In 1990, former president George Bush, Sr. signed the Americans with Disabilities Act (ADA). This monumental piece of legislation provided even more access and equality for people with IDD. The ADA makes unlawful discrimination that is based on “(a) a physical or mental impairment that substantially limits one or more of the major life activities; (b) a record of such an impairment; or (c) being regarded as having such an impairment.” This ensures that people with disabilities are no longer pushed to the margins of society, and are given the same rights as all U.S. citizens should have. Equality was finally written into law and gave people with IDD the same equal rights as all US citizens.
Present Day
We have come a long way to ensure that people with IDD are given the same dignity, rights, and respect deserving of all people. Considering the past 100 years, people with IDD are no longer shuttered away in institutions, cast to the margins of society, and euthanized. Today, they have lawful rights to education, access, and public benefits to assist them in living independently. We celebrate this progress, and still, we still have room to grow. The IDEA lacks funding, which impacts the ability of schools and teachers to support people with IDD. According to a survey from National Public Radio, 82% of special educators across the nation report there are not enough professionals to meet the needs of students with disabilities. Additionally, roughly 11% of special education teachers do not meet the required standards.

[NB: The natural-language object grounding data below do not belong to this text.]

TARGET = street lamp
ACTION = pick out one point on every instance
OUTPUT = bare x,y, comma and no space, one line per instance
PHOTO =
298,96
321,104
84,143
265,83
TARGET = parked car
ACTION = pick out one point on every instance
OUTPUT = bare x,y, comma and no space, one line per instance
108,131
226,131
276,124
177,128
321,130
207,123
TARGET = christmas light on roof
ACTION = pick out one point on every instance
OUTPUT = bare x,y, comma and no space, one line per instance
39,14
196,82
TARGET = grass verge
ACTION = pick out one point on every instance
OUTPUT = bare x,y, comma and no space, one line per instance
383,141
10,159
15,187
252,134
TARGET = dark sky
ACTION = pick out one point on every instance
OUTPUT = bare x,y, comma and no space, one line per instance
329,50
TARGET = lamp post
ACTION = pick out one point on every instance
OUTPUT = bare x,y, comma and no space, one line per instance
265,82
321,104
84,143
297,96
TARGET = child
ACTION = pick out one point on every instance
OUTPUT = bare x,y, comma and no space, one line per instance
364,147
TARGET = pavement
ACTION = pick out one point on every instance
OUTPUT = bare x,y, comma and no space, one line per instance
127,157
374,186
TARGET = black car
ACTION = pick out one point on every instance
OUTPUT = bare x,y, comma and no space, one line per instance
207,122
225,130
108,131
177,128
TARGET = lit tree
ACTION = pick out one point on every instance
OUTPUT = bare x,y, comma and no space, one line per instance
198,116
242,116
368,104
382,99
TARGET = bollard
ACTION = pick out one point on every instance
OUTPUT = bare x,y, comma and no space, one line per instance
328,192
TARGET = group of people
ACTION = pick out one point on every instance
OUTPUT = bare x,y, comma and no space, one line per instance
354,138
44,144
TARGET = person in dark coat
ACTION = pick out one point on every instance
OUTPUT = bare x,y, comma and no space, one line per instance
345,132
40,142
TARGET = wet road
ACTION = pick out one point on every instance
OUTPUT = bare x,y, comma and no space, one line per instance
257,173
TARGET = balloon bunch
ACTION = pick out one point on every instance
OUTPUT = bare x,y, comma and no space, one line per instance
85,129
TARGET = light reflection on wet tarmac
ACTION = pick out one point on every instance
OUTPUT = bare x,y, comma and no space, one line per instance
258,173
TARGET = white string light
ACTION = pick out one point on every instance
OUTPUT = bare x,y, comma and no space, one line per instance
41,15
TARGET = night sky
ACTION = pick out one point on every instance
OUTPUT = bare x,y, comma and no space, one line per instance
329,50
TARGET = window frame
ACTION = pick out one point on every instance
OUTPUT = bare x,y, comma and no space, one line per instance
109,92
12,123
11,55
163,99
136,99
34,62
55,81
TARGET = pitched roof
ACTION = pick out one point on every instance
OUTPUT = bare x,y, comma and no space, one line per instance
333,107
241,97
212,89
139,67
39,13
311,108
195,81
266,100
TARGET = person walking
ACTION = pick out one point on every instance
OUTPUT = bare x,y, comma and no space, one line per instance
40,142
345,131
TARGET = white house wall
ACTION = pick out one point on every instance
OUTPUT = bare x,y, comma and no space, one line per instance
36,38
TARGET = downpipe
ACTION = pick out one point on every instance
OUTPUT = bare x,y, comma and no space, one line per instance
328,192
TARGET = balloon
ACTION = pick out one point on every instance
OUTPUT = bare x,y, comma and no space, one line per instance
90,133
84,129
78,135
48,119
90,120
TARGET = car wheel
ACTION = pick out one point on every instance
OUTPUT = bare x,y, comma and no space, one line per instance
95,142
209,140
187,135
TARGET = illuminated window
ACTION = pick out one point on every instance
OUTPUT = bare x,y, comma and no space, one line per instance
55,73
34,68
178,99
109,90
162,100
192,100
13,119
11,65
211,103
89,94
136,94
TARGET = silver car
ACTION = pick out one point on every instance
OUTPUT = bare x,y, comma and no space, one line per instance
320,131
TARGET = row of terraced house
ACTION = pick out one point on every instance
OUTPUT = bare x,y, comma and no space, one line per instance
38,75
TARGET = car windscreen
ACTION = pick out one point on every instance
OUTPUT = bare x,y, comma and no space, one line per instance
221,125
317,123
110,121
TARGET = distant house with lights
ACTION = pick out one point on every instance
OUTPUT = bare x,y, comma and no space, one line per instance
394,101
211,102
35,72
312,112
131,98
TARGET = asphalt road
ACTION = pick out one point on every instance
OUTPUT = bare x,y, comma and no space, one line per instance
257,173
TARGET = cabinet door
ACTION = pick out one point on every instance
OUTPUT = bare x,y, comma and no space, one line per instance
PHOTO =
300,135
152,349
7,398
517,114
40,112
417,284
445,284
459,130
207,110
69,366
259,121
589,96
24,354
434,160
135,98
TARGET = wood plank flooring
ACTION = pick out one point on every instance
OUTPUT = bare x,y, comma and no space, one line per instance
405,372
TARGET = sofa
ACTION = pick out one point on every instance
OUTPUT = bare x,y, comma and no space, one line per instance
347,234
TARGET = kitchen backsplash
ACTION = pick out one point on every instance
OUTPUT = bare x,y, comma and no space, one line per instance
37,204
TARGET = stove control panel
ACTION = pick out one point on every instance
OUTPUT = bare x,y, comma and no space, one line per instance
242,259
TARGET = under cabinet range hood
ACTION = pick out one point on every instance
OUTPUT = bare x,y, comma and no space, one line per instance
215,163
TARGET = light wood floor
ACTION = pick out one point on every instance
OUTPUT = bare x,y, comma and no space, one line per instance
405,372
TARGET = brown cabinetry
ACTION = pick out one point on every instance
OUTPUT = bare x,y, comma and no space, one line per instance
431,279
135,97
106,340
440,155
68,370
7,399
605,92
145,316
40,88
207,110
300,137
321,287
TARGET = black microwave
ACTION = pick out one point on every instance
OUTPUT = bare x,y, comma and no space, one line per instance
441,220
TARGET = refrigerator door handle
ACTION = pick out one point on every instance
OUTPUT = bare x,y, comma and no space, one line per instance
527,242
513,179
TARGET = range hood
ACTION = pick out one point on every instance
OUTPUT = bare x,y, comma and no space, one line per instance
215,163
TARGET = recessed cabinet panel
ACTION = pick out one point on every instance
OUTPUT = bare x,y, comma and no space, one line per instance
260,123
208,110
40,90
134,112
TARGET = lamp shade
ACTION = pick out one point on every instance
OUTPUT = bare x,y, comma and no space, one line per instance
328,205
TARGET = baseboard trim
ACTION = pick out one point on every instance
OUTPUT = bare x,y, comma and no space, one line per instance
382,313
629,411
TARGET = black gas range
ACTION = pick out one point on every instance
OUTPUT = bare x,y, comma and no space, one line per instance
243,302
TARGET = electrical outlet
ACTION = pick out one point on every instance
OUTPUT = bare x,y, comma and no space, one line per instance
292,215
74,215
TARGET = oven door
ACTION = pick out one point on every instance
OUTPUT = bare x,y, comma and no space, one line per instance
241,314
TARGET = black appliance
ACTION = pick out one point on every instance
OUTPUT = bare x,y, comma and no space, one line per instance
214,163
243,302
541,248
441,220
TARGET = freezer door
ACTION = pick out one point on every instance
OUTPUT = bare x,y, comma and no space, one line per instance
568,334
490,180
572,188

The transition from childhood to adulthood can be extremely difficult for people with IDD. Those up to 21 years of age are legally entitled to public education, while those who are 22 and older have ‘aged out’ of the school system. There is a tremendous lack of resources for transition services such as in-school preparatory programs, career services, and work-based learning experiences. This leads to high rates of poverty and unemployment for people with IDD. The 2018 National Core Indicators survey found only 20% of working-age adults supported by state IDD agencies were employed in a paid job in the community, and most of them worked limited hours with very low wages.
Hand-in-hand with the issue of poverty is a housing crisis. Approximately 4.8 million non-institutionalized people with disabilities who rely on federal monthly Supplemental Security Income (SSI) have incomes averaging only about $9,156 per year – low enough to be priced out of every rental housing market in the nation. As affordable housing grows as an issue that is facing more than just people with IDD, people with IDD are made even more vulnerable.
Other current issues people with IDD are facing are a shortage of physicians with skills and adequate training to care for individuals with intellectual and developmental disabilities, resulting in care focused on a particular disability rather than whole-person care. There is a lack of trained and culturally sensitive support staff in healthcare facilities, and there is a scarcity of medical practices willing or prepared to take the time to properly care for patients with intellectual and developmental disabilities.
These are just a few of the present-day issues that we are working to resolve. Advocacy and education are essential to creating further policy and awareness to shift the social tide and make issues facing people with IDD a priority. CPWD is committed to supporting people with disabilities as part of our mission to provide resources, information, and advocacy to assist people with disabilities in overcoming barriers to independent living.